Consistent, strong, SE winds have transported snow at mid and upper elevations since yesterday afternoon, building dangerous wind slabs on West to North aspects, 2 to 3.5 feet deep. Continued winds and heavy snowfall today will maintain or increase the avalanche hazard today.
Heavy snowfall overnight and continued snowfall today could bring storm slab depth to 30″+ inches. This is a rapid load and red flag on the snowpack. While we lack weak layers and expect bonding to be good over the long term, we expect natural avalanches to be possible and human triggering likely in the short term. Most avalanches occur within 24 -48 hours of a storm, and this storm will continue to deliver through today.
Loose Dry avalanches will also be a factor today, with plenty of available low density snow. We expect natural activity, and for human triggering to be likely. The volume of loose dry avalanches may be substantial. Be cautious of terrain traps which could compound the hazard and result in enough volume to bury a person.

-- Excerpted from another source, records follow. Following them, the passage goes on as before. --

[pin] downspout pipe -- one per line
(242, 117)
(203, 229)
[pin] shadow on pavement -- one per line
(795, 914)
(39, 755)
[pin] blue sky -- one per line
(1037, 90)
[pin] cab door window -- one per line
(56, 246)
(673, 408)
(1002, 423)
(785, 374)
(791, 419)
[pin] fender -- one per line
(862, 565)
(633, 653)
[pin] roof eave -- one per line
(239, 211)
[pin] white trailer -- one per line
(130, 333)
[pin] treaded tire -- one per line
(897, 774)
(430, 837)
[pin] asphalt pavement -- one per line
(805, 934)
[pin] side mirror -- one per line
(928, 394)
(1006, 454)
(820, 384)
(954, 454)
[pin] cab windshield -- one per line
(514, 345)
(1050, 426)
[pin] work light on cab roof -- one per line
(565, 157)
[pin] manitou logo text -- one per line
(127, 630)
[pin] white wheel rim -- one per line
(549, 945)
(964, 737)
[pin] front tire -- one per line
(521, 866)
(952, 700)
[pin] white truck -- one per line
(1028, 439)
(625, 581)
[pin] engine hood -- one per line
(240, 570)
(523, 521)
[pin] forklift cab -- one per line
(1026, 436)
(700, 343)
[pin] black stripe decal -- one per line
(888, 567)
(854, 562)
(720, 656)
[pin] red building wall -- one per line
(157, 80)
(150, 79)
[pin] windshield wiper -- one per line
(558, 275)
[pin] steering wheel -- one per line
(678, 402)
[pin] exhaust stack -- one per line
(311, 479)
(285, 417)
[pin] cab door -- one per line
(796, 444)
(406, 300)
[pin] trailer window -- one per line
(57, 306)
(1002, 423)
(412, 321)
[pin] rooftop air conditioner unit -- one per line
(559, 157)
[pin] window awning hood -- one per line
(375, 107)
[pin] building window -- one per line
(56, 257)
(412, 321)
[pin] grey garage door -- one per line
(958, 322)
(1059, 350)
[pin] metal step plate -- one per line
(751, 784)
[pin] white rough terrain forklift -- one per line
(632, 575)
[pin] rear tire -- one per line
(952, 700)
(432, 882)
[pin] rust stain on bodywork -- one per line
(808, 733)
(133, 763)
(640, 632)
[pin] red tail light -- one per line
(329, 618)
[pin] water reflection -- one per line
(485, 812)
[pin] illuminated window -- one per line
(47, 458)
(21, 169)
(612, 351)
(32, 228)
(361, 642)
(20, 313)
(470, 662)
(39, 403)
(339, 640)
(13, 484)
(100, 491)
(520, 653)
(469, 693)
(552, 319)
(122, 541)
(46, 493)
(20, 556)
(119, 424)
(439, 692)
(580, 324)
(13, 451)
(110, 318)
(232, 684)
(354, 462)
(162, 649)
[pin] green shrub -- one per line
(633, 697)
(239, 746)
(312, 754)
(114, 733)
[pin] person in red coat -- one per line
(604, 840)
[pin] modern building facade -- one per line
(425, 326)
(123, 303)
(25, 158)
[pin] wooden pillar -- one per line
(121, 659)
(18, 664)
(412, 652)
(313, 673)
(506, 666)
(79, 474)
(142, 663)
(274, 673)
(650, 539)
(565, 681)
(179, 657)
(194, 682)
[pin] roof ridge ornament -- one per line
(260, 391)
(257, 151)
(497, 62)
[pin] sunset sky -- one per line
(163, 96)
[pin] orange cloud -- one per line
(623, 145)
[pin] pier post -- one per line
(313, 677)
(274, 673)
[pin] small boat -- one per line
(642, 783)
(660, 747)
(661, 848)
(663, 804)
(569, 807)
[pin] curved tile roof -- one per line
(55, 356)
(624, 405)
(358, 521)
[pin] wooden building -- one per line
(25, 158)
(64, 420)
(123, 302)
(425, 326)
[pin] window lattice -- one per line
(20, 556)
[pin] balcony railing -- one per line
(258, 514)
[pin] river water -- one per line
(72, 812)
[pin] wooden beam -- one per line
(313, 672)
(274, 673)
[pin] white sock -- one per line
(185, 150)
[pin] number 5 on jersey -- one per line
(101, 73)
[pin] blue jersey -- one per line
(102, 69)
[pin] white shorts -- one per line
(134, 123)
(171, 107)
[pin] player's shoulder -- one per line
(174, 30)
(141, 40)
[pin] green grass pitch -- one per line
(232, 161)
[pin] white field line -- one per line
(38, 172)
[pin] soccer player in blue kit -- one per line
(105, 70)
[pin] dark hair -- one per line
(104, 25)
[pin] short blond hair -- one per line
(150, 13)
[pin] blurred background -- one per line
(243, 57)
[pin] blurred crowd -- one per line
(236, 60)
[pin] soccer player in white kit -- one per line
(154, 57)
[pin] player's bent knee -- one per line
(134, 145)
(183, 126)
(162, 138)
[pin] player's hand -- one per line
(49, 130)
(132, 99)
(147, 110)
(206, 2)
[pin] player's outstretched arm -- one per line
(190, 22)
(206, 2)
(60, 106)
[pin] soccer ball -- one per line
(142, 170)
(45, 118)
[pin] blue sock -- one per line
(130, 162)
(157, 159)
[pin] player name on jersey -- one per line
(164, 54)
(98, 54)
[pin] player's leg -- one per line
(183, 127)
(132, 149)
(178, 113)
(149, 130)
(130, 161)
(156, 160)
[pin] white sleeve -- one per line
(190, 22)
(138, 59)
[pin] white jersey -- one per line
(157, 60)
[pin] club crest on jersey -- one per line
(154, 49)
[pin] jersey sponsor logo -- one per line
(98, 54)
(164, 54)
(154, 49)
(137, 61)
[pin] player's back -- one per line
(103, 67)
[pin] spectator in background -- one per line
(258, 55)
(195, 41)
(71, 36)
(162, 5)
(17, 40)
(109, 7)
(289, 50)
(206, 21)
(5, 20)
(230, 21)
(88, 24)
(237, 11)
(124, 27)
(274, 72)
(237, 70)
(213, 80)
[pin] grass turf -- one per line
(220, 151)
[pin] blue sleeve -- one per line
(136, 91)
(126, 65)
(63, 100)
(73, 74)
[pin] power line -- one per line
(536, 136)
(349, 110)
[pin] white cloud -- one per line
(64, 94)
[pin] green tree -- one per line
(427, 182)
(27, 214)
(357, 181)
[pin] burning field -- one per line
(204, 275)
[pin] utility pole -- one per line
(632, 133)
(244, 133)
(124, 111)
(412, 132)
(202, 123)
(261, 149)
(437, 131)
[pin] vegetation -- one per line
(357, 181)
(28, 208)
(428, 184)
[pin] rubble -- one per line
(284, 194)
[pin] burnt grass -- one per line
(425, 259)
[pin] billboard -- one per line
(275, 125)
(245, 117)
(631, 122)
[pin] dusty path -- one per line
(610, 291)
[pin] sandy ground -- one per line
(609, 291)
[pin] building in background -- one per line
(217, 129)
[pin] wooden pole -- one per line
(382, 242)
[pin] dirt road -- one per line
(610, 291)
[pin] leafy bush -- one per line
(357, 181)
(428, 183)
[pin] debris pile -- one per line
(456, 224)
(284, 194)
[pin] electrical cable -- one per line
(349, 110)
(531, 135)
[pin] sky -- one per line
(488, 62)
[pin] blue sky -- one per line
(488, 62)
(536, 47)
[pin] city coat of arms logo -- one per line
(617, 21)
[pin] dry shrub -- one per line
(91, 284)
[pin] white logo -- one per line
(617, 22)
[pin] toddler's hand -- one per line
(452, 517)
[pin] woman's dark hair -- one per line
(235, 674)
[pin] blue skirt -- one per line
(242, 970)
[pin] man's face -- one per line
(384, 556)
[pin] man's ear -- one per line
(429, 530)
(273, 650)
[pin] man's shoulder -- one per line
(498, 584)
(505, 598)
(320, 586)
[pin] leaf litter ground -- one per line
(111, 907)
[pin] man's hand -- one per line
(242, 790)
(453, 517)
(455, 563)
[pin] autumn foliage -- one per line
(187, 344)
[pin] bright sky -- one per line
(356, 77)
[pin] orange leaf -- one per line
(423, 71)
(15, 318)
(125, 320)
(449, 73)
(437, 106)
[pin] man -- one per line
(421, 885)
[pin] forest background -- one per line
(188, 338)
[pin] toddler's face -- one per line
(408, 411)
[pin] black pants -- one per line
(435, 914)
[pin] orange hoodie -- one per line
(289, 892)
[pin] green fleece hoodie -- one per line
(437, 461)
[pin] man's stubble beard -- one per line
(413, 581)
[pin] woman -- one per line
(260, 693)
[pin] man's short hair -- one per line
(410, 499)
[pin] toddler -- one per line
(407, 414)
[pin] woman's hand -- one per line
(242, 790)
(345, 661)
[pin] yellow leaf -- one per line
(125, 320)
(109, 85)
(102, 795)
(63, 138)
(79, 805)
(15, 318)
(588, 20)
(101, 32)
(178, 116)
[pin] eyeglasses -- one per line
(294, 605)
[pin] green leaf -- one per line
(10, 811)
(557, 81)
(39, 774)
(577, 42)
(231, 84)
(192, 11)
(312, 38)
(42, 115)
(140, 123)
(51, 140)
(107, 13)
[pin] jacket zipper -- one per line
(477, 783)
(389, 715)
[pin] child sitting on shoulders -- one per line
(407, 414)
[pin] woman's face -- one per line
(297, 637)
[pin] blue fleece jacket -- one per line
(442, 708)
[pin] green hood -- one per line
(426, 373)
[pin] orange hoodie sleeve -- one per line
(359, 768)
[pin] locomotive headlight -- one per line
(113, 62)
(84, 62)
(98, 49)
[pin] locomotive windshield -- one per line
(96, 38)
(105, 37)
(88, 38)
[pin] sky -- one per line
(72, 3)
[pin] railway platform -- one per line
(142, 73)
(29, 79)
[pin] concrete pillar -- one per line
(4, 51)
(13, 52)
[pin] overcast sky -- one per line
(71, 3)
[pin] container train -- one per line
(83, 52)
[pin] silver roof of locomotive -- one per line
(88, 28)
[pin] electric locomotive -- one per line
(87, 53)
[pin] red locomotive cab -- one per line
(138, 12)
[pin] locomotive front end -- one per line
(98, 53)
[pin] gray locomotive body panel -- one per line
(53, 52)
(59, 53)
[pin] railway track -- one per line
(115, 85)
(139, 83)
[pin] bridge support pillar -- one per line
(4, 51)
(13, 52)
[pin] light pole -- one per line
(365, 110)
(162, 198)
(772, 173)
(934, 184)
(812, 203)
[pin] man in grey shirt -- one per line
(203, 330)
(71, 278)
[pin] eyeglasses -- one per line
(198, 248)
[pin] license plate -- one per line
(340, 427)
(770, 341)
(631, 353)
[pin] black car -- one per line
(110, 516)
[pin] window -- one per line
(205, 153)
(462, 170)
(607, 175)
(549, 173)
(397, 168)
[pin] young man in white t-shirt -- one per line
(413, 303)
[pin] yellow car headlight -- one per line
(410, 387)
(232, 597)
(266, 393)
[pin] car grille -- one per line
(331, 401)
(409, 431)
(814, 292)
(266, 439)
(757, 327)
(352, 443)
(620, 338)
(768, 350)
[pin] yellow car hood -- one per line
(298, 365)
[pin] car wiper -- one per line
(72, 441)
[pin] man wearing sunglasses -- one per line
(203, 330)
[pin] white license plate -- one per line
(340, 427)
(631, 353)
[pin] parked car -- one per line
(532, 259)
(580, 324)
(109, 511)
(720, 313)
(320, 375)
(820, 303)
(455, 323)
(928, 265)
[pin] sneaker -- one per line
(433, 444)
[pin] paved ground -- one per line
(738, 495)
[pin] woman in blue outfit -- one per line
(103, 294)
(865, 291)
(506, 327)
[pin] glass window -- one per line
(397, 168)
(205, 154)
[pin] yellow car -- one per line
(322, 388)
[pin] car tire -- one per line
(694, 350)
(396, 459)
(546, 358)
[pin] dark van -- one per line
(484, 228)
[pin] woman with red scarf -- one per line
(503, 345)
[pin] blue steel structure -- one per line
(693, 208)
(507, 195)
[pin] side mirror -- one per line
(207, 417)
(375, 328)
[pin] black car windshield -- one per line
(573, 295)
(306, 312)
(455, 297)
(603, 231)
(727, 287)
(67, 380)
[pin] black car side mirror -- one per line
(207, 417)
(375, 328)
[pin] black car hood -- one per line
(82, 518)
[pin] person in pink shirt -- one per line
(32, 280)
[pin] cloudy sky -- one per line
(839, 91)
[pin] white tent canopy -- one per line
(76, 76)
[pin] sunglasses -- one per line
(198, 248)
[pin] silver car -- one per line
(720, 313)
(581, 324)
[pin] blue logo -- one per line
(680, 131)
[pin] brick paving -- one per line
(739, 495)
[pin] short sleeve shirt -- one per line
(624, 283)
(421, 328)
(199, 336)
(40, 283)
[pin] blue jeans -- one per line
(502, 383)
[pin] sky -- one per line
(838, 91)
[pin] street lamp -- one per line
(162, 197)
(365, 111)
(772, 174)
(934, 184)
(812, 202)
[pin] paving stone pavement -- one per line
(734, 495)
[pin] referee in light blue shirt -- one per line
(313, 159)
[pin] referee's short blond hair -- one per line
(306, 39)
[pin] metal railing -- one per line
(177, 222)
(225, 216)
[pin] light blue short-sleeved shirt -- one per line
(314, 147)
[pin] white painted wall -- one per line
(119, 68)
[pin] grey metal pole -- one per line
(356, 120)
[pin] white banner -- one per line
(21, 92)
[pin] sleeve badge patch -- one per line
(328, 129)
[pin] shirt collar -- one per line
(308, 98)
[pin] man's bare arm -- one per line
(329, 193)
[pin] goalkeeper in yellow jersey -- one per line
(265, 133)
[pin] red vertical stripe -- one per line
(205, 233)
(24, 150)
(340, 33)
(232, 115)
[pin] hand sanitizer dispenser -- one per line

Glide avalanches will continue to be problematic. This is a low frequency/high consequence hazard. There is a high level of uncertainty with the timing and prediction for glide avalanche release. . The best advice is to avoid areas with glide cracks, and areas that have previously released. Old avalanche paths have the potential to re-activate, as hang-fire and the snowpack above these paths can release. With the new snow it will be extremely difficult to identify these locations. Review the seasons observations to familiarize yourself with problem area.